Ciência
24/09/2021 às 09:30•2 min de leitura
Alguns agentes químicos têm sido usados há séculos para desarmar ou incapacitar oponentes sem precisar matá-los, e o conhecido spray de pimenta é um exemplo disso.
Na China Antiga, os chineses colocavam pimenta caiena moída em papéis de arroz e jogavam no rosto de seus inimigos em combate, bem como os ninjas japoneses. Durante o reinado do Império Tukagawa, no Japão, a polícia usou como meio de tortura o metsubishi, um instrumento cheio de pimenta esfarelada.
Cada agente químico foi usado para uma finalidade ao longo da história: o gás lacrimogêneo foi criado em 1870 na Alemanha, e durante a Primeira Guerra Mundial foi massivamente produzido para ser usado contra os próprios alemães; no final da década de 1990, o mesmo componente já havia sido conciliado com o spray de pimenta, inventado por Kamran Loghman, e difundido pelo meio policial.
(Fonte: Shouse Law/Reprodução)
O ingrediente ativo do spray de pimenta é a capsaicina, derivada das plantas do gênero Capsicum, cujas variedades de frutos são conhecidos por existirem doces (como os pimentões) e extremamente picantes, como as pimentas em geral.
Para obter a oleorresina capsaicina (OC), que nada mais é do que a secreção dos frutos, é necessário que o Capsicum seja moído para que, finalmente, a capsaicina seja extraída usando um solvente orgânico, como o etanol. Após evaporado o solvente, o que resta é a oleorresina que, uma vez suspensa em água por um emulsificante, como o propilenoglicol, é então pressurizada para fazer um spray de pimenta em aerossol.

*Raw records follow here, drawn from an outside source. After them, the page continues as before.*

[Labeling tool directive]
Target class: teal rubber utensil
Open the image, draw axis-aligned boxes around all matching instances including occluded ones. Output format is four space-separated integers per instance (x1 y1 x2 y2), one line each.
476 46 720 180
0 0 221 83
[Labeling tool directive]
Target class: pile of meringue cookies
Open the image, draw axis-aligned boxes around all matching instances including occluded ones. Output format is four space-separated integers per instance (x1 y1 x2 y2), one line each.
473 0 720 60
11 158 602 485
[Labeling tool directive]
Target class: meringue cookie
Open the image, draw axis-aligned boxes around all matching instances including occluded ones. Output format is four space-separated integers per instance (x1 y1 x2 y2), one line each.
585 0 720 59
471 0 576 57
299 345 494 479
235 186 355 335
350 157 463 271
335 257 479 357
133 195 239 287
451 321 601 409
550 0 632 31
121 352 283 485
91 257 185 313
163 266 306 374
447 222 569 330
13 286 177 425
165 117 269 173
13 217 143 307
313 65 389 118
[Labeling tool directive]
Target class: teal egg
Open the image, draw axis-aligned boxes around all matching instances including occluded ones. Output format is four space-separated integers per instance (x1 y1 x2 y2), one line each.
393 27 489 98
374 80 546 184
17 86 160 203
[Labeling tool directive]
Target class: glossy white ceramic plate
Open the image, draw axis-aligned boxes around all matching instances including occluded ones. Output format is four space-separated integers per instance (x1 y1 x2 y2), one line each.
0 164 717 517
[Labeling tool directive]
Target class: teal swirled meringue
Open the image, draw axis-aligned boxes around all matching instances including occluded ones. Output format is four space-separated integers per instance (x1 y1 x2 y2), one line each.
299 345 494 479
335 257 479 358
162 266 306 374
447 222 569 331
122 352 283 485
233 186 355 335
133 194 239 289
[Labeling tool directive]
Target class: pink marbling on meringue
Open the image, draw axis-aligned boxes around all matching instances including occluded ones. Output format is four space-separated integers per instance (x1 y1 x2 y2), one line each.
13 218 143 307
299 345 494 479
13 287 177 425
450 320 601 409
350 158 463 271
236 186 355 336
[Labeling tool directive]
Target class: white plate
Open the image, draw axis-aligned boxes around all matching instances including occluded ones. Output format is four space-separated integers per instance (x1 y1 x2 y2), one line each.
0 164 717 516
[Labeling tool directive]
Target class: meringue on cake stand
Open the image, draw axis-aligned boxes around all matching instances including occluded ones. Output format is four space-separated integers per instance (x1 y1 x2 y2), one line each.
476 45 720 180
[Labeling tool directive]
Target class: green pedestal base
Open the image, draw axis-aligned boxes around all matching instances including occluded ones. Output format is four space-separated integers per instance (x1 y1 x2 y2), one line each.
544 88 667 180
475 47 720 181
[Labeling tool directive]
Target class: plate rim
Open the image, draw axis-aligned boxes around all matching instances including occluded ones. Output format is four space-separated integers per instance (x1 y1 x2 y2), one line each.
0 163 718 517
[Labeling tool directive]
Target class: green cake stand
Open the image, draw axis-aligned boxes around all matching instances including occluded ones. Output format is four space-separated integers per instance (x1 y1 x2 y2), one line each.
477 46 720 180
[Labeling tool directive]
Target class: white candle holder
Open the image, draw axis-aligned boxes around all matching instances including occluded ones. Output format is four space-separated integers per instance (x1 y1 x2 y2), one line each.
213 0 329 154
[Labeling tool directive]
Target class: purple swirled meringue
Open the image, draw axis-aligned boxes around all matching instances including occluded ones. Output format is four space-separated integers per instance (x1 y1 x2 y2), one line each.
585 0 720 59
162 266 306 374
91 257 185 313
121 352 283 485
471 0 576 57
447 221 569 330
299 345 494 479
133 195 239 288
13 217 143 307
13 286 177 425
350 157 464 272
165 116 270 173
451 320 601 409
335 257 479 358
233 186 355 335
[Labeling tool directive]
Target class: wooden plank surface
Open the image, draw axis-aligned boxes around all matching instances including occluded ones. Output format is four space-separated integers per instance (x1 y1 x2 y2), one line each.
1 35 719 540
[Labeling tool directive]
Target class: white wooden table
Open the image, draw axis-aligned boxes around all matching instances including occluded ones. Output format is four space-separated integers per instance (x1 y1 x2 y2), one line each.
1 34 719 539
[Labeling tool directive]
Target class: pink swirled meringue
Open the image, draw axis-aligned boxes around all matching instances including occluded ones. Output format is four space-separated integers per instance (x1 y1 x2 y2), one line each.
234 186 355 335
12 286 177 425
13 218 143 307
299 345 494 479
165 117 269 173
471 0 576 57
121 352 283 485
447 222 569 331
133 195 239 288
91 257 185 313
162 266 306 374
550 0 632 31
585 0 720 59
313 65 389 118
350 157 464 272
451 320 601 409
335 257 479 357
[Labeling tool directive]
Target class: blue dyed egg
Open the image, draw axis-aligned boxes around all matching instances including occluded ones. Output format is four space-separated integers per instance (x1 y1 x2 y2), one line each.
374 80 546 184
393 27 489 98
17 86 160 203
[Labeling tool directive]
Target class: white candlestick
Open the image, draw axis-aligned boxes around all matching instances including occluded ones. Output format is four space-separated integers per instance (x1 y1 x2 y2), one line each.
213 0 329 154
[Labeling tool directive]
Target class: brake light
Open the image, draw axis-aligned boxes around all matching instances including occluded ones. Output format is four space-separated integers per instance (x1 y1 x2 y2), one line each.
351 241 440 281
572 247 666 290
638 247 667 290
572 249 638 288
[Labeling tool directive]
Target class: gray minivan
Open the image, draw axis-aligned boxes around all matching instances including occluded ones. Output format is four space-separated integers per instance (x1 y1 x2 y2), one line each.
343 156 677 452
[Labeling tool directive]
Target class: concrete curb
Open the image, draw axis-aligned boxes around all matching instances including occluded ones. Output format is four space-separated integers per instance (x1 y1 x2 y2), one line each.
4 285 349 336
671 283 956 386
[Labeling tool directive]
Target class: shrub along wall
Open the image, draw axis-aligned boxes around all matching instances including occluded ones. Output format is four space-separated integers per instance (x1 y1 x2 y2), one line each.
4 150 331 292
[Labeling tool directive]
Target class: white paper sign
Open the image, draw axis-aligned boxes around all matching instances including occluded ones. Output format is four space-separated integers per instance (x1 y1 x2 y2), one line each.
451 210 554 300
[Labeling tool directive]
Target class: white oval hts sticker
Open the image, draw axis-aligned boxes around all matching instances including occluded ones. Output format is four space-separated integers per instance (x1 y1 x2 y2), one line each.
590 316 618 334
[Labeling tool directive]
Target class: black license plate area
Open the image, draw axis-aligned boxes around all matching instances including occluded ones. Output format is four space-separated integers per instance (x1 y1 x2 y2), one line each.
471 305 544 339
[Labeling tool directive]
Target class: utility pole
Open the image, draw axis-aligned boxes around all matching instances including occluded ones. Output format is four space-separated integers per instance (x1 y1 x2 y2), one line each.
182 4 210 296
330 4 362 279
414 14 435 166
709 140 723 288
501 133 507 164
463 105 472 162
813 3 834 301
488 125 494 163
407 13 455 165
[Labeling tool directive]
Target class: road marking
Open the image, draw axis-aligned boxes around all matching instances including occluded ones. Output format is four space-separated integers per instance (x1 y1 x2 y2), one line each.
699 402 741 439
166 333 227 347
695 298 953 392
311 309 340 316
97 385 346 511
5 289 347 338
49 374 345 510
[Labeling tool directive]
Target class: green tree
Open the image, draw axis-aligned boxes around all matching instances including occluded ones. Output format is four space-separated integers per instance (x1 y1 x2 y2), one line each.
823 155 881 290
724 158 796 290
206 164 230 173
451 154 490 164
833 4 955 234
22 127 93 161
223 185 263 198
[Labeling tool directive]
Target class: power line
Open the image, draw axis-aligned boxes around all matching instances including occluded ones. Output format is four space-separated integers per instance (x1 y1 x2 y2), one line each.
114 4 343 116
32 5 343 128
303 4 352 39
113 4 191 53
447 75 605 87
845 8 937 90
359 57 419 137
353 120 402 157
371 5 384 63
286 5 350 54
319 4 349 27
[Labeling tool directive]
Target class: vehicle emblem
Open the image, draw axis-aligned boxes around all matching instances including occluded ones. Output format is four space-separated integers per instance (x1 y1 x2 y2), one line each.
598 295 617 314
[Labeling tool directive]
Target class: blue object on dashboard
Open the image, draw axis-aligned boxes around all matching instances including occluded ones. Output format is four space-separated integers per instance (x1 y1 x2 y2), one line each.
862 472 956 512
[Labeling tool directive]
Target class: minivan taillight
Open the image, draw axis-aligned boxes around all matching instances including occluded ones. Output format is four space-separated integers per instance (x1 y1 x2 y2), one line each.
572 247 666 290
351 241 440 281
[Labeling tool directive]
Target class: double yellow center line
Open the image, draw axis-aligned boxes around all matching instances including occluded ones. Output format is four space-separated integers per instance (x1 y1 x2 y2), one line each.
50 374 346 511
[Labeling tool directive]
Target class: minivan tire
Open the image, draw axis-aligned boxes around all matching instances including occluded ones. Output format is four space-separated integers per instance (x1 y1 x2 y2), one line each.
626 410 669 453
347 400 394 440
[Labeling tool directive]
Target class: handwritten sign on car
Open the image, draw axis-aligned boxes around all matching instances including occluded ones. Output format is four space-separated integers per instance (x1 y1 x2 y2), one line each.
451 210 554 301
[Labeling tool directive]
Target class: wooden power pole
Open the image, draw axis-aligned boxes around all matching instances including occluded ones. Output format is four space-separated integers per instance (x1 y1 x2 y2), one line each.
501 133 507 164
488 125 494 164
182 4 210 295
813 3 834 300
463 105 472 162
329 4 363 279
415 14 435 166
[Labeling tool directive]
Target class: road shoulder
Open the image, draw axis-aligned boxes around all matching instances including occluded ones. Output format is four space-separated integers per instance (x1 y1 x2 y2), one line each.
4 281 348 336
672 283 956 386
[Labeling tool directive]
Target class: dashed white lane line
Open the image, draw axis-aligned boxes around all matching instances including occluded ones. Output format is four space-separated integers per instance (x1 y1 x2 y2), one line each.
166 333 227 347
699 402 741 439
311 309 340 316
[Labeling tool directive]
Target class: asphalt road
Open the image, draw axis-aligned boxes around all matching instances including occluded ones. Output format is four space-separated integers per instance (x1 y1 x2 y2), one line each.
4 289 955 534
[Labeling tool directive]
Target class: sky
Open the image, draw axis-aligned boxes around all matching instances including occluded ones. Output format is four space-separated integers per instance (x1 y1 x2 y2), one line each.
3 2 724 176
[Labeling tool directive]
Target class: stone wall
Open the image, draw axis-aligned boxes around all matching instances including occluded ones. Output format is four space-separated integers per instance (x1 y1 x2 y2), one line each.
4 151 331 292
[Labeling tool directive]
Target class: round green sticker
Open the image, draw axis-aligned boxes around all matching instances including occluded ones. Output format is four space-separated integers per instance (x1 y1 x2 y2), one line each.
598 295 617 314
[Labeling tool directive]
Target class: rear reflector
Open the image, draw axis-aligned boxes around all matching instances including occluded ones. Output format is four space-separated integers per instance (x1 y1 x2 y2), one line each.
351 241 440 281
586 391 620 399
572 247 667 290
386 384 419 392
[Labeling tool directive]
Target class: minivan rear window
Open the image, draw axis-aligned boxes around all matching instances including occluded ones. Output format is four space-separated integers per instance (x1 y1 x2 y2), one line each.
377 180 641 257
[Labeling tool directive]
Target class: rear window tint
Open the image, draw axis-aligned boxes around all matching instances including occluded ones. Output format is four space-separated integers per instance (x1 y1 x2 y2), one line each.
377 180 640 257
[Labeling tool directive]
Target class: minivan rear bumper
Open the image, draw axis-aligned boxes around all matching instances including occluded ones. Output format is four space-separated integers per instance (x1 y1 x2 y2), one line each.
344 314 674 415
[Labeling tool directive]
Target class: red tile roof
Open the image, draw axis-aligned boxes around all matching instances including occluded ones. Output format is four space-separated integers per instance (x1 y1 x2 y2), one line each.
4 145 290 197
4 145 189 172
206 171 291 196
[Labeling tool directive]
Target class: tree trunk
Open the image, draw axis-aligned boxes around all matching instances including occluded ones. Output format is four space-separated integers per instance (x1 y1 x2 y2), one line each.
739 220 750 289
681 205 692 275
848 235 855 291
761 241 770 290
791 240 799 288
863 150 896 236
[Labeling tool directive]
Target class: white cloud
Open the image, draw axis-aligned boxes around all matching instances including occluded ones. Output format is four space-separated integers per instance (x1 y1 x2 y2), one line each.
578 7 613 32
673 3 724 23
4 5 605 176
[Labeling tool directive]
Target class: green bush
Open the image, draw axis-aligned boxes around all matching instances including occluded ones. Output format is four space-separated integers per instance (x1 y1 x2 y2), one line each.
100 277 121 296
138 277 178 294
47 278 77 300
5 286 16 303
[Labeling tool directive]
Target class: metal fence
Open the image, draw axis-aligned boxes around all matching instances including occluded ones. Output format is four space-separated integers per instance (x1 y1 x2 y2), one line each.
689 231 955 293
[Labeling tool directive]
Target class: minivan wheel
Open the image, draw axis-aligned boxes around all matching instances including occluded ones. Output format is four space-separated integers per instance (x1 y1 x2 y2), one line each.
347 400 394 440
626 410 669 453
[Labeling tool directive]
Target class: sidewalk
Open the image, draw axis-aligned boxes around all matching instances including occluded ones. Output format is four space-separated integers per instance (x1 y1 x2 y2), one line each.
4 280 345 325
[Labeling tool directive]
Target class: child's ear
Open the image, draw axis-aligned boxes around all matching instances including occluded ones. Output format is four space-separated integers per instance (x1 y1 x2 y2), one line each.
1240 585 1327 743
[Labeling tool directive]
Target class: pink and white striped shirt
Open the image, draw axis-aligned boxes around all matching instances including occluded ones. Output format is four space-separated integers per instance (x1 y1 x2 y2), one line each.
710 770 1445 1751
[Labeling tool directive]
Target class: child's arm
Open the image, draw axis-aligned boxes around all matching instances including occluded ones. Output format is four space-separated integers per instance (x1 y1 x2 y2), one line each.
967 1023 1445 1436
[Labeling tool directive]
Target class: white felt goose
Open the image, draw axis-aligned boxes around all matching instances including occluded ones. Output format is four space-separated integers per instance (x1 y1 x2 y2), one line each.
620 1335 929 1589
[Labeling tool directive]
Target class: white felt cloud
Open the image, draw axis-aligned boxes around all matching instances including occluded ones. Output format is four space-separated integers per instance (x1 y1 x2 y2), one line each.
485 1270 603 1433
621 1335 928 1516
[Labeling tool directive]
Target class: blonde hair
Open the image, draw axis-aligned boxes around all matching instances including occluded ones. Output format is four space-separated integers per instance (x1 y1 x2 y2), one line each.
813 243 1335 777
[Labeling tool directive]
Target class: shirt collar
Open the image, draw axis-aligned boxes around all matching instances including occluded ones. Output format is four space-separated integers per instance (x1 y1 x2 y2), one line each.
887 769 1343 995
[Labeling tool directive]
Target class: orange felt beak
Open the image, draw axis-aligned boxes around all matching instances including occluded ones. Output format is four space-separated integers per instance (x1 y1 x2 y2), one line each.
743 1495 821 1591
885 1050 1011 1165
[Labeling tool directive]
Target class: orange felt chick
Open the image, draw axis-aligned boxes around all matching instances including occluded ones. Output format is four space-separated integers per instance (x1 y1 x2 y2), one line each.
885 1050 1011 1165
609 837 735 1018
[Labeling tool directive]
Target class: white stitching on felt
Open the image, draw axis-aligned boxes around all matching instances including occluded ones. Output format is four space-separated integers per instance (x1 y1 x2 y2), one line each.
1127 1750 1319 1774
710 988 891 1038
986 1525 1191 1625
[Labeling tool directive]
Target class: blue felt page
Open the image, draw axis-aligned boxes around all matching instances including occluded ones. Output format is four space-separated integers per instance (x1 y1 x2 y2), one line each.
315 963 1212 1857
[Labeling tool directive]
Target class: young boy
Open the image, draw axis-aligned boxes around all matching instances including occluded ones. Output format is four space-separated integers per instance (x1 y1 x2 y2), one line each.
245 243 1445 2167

(Fonte: Empório Figueira/Reprodução)
O agente inflamatório do spray de pimenta causa dor imediata ao fechar os olhos, e seus efeitos dependem da quantidade disparada, mas, em média, costuma durar cerca de 30 minutos. Sua intensidade varia de um fabricante para o outro, dependendo dos 6 tipos de capsaicinoides usados para causar diferentes níveis de irritação.
(Fonte: New York Magazine/Reprodução)
Kamran Loghman trabalhou com o Departamento Federal de Investigação (FBI) durante a década de 1980 como um especialista em guerra e armamento, contratado para criar um spray de pimenta para ser usado como método de defesa.
Em 10 anos, ele treinou e certificou pessoalmente até 4 mil policiais no uso do spray de pimenta e nunca disse a um deles para usá-lo em manifestantes não violentos ou qualquer outro tipo de pessoa como arma de repressão e silenciamento.
Contudo, Loghman viu sua invenção ser mal usada e da pior maneira durante os protestes não violentos no campus da Universidade da Califórnia, em que policiais pulverizaram spray de pimenta em manifestantes pacíficos que estavam sentados no chão.
Em entrevista ao Democracy Now!, o especialista denunciou a maneira como sua criação estava sendo utilizada, condenando a prática como sendo “fora do comum, e não de acordo com qualquer treinamento ou política de qualquer departamento que eu conheça”.
Dorli Rainey. (Fonte: The New York Times/Reprodução)
“Eu fiquei chocado. Sinto que é meu dever cívico explicar ao público que não é para isso que o spray de pimenta foi desenvolvido”, ressaltou Loghman. Em entrevista ao HuffPost Rise, ele compartilhou que, usado corretamente, o spray não era uma forma de ataque, apenas de defesa de um perigo iminente. “O objetivo é reduzir as lesões. É usado para prevenir problemas, e não para calar, punir ou controlar as pessoas”, ressaltou ele.
Infelizmente, ninguém ouviu Loghman, e fotos como a de Dorli Rainey, uma senhora de 84 anos que ficou com o rosto deformado após receber um jato de spray de pimenta durante os protestos "Ocupe Wall Street" no final de 2011, continua sendo o retrato da ressignificação maligna de sua invenção.